Open wdcossey opened 9 months ago
Could you share the error returned from ADX?
Hi @AdrianStrugala
Here's part of the error:
Couldn't infer file schema. Error: Input (format: 'Avro') source cannot be read due to: 'Unrecognized Avro schema: '{"type":"array","items"
Give me a bit and I will send a code sample (with a full error).
Full error:
Couldn't infer file schema. Error: Input (format: 'Avro') source cannot be read due to: 'Unrecognized Avro schema: '.

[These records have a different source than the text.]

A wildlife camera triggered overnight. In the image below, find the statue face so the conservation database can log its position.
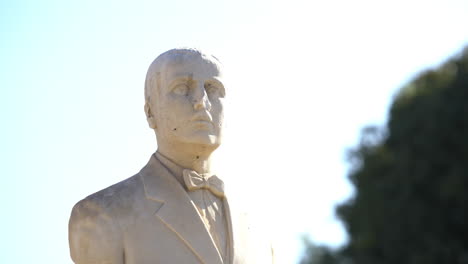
[150,56,225,147]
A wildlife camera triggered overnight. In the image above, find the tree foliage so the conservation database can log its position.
[304,48,468,264]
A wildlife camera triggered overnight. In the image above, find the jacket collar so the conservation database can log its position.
[139,154,223,263]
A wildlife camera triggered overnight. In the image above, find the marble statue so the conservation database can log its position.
[69,48,273,264]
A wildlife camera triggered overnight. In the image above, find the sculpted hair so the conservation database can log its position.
[145,48,221,102]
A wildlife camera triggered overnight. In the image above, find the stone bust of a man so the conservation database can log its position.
[69,49,272,264]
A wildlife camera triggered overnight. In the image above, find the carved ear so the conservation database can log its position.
[145,102,156,129]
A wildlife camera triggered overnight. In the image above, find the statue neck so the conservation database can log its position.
[157,141,215,174]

{"type":"array","items":{"name":"SomeClass","namespace":"BogusData","type":"record","fields":[{"name":"Int32","type":"int"},{"name":"String","type":"string"},{"name":"Datetime","type":{"type":"long","logicalType":"timestamp-micros"}},{"name":"Decimal","type":{"type":"bytes","logicalType":"decimal","precision":28,"scale":18}}]}}
Test code:
var seqNum = 123;
var fakeItems = new Faker<SomeClass>()
.CustomInstantiator(f => new SomeClass(seqNum++))

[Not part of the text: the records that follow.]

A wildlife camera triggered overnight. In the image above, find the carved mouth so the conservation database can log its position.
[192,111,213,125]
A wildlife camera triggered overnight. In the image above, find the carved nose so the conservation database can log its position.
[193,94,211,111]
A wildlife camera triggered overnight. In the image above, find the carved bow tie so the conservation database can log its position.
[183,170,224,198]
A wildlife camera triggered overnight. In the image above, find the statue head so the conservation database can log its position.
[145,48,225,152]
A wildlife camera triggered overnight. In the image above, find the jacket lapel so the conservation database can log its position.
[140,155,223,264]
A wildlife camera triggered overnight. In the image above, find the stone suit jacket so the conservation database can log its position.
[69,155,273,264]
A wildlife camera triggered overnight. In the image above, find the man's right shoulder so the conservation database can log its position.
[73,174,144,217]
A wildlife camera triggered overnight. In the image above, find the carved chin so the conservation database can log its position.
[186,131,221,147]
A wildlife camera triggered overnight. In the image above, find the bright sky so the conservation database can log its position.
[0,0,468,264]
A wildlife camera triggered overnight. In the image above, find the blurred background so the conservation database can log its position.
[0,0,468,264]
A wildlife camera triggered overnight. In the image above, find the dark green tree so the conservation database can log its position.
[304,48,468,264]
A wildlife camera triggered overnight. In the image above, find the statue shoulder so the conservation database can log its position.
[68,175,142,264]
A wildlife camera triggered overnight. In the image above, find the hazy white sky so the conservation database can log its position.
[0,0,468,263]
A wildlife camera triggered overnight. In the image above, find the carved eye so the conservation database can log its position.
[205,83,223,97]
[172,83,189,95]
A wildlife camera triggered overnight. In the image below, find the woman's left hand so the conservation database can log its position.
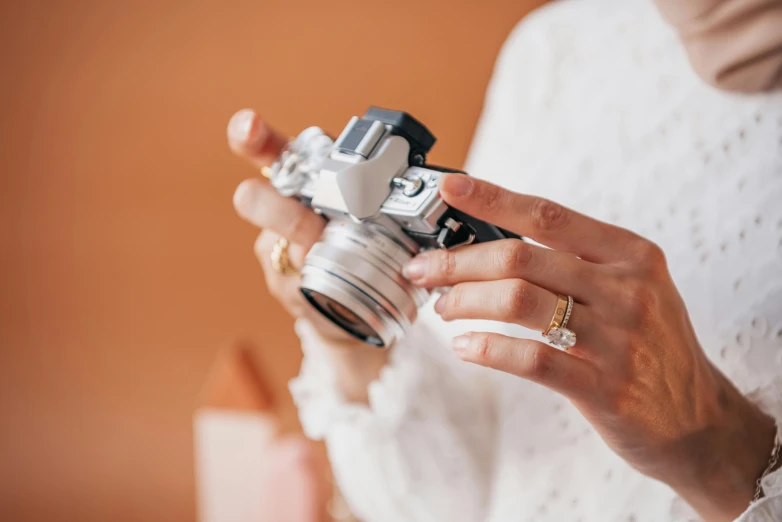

.RuleFor(o => o.Decimal, f => f.Random.Decimal(1.1m, 999m))
.RuleFor(o => o.Datetime, f => f.Date.Recent())
.RuleFor(o => o.String, f => f.Random.String(4, 4)).Generate(10);
var result = AvroConvert.Serialize(fakeItems, CodecType.Null);
await File.WriteAllBytesAsync("somefilename.avro", result);
Class:
public class SomeClass
{
public int Int32 { get; }
public string String { get; set; }
public DateTime Datetime { get; set; }
[AvroDecimal(Precision = 28, Scale = 18)]
public decimal Decimal { get; set; }
public SomeClass(int seqNum)
{
Int32 = seqNum;
}
}
The schema is valid according to Avro specification. It looks like the problem is on ADX side. Could you report that to MS? I will take another look anyway, but I can't promise anything.

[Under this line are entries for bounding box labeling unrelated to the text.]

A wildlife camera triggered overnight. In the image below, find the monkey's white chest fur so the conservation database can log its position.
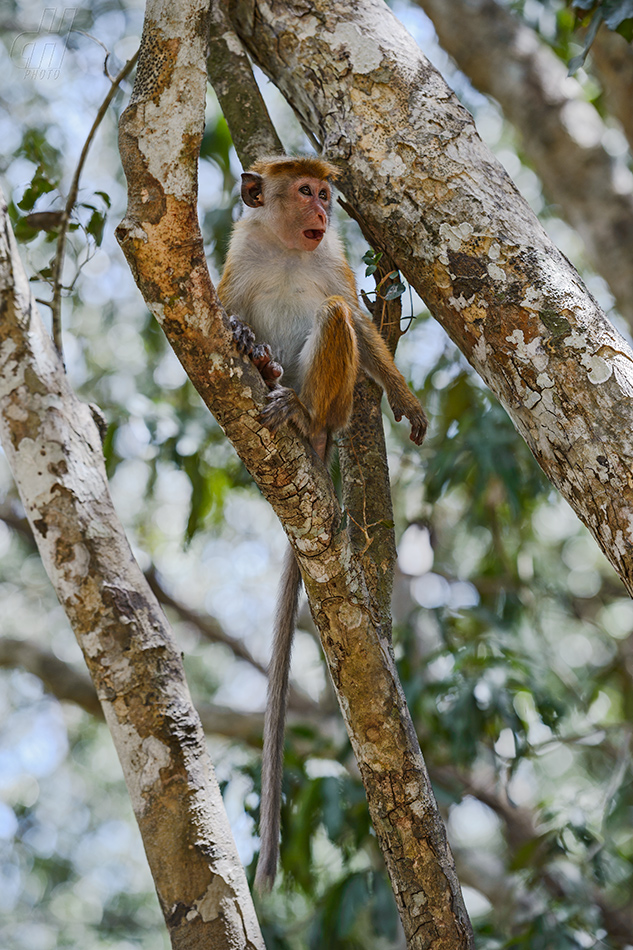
[221,222,356,391]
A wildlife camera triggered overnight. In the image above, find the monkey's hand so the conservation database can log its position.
[259,386,310,438]
[229,316,283,389]
[389,393,429,445]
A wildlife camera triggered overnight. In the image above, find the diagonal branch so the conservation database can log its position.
[117,0,472,950]
[416,0,633,326]
[228,0,633,592]
[0,190,263,950]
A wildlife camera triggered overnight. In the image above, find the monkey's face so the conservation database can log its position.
[277,177,332,251]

@AdrianStrugala I have resolved the issue, I will open a PR tomorrow [after I have done some additional testing].
You can have a look at the PR and approve it or use what is there to make a solution more to your liking.
The proposed solution will be a default behavior for V4.
I'm having issues with Azure ADX.
I would like to write data (1000s, 100000s records) to a file that will be pushed to Azure ADX for processing.
Whilst the library is simple enough to get working, Azure does not like the schema that is given.
I simply tried serializing a list of objects (say 2-10) and wrote that to a file and uploaded it, it failed.
Writing a single object does however work.
I also tried Merge, that also failed to work.
My understanding is that ADX doesn't understand the array data type.
Is what I'm attempting to do even possible? I wouldn't want to send 10,000 individual files.